Re: getting created child on NodeChildrenChanged event

2010-08-31 Thread Dave Wright
Hi Todd -
The general explanation for why Zookeeper doesn't pass the event information
w/ the event notification is that an event notification is only triggered
once, and thus may indicate multiple events. For example, if you do a
GetChildren and set a watch, then multiple children are added at about the
same time, the first one triggers a notification, but the second (or later)
ones do not. When you do another GetChildren() request to get the list and
reset the watch, you'll see all the changed nodes, however if you had just
been told about the first change in the notification you would have missed
the others.
To do what you are wanting, you would really need persistent watches that
send notifications every time a change occurs and don't need to be reset so
you can't miss events. That isn't the design that was chosen for Zookeeper
and I don't think it's likely to be implemented.

-Dave Wright

On Tue, Aug 31, 2010 at 3:49 AM, Todd Nine t...@spidertracks.co.nz wrote:

 Hi all,
  I'm writing a distributed queue monitoring class for our leader node in
 the cluster.  We're queueing messages per input hardware device, this queue
 is then assigned to a node with the least load in our cluster.  To do this,
 I maintain 2 Persistent Znode with the following format.

 data queue

 /dataqueue/devices/unit id/data packet

 processing follower

 /dataqueue/nodes/node name/unit id

 The queue monitor watches for changes on the path of /dataqueue/devices.
  When the first packet from a unit is received, the queue writer will
 create
 the queue with the unit id.  This triggers the watch event on the
 monitoring
 class, which in turn creates the znode for the path with the least loaded
 node.  This path is watched for child node creation and the node creates a
 queue consumer to consume messages from the new queue.


 Our list of queues can become quite large, and I would prefer not to
 maintain a list of queues I have assigned then perform a delta when the
 event fires to determine which queues are new and caused the watch event.

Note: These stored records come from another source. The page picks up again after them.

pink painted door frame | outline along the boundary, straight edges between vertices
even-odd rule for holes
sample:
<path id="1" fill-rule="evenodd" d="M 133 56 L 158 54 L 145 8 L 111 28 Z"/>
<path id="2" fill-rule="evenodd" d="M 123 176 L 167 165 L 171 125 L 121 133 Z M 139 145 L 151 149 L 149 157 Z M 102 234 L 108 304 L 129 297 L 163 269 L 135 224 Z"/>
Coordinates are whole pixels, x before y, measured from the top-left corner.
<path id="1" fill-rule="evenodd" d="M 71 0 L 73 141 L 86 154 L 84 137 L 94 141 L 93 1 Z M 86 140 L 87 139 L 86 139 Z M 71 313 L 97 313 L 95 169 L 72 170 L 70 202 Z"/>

I
 can't really use sequenced nodes and keep track of my last read position,
 because I don't want to iterate over the list of queues to determine which
 sequenced node belongs to the current unit id (it would require full
 iteration, which really doesn't save me any reads).  Is it possible to
 create a watch to return the path and Stat of the child node that caused
 the
 event to fire?

 Thanks,
 Todd



Re: getting created child on NodeChildrenChanged event

2010-08-31 Thread Todd Nine
Hi Dave,
  Thanks for the response.  I understand your point about missed events
during a watch reset period.  I may be off, here is the functionality I
was thinking.  I'm not sure if the ZK internal versioning process could
possibly support something like this.

1. A watch is placed on children
2. The event is fired to the client.  The client receives the Stat
object as part of the event for the current state of the node when the
event was created.  We'll call this Stat A with version 1
3. The client performs processing.  Meanwhile the node has several
children changed. Versions are incremented to version 2 and version 3
4. Client resets the watch
5. A node is added
6. The event is fired to the client.  Client receives Stat B with
version 4
7. Client calls performs a deltaChildren(Stat A, Stat B)
8. zookeeper returns added nodes between stats, also returns deleted
nodes between stats.

This would handle the missed event problem since the client would have
the 2 states it needs to compare.  It also allows clients dealing with
large data sets to only deal with the delta over time (like a git
replay).  Our number of queues could get quite large, and I'm concerned
that keeping my previous event's children in a set to perform the delta
may become quite memory and processor intensive  Would a feature like
this be possible without over complicating the Zookeeper core?
 

Thanks,
Todd

On Tue, 2010-08-31 at 09:23 -0400, Dave Wright wrote:

 Hi Todd -
 The general explanation for why Zookeeper doesn't pass the event information
 w/ the event notification is that an event notification is only triggered
 once, and thus may indicate multiple events. For example, if you do a
 GetChildren and set a watch, then multiple children are added at about the
 same time, the first one triggers a notification, but the second (or later)
 ones do not. When you do another GetChildren() request to get the list and
 reset the watch, you'll see all the changed nodes, however if you had just
 been told about the first change in the notification you would have missed
 the others.
 To do what you are wanting, you would really need persistent watches that
 send notifications every time a change occurs and don't need to be reset so
 you can't miss events. That isn't the design that was chosen for Zookeeper
 and I don't think it's likely to be implemented.
 
 -Dave Wright
 
 On Tue, Aug 31, 2010 at 3:49 AM, Todd Nine t...@spidertracks.co.nz wrote:
 
  Hi all,
   I'm writing a distributed queue monitoring class for our leader node in
  the cluster.  We're queueing messages per input hardware device, this queue
  is then assigned to a node with the least load in our cluster.  To do this,
  I maintain 2 Persistent Znode with the following format.
 
  data queue
 
  /dataqueue/devices/unit id/data packet
 
  processing follower
 
  /dataqueue/nodes/node name/unit id
 
  The queue monitor watches for changes on the path of /dataqueue/devices.
   When the first packet from a unit is received, the queue writer will
  create
  the queue with the unit id.  This triggers the watch event on the
  monitoring
  class, which in turn creates the znode for the path with the least loaded
  node.  This path is watched for child node creation and the node creates a
  queue consumer to consume messages from the new queue.
 
 
  Our list of queues can become quite large, and I would prefer not to
  maintain a list of queues I have assigned then perform a delta when the
  event fires to determine which queues are new and caused the watch event. I
  can't really use sequenced nodes and keep track of my last read position,
  because I don't want to iterate over the list of queues to determine which
  sequenced node belongs to the current unit id (it would require full
  iteration, which really doesn't save me any reads).  Is it possible to
  create a watch to return the path and Stat of the child node that caused
  the
  event to fire?
 
  Thanks,
  Todd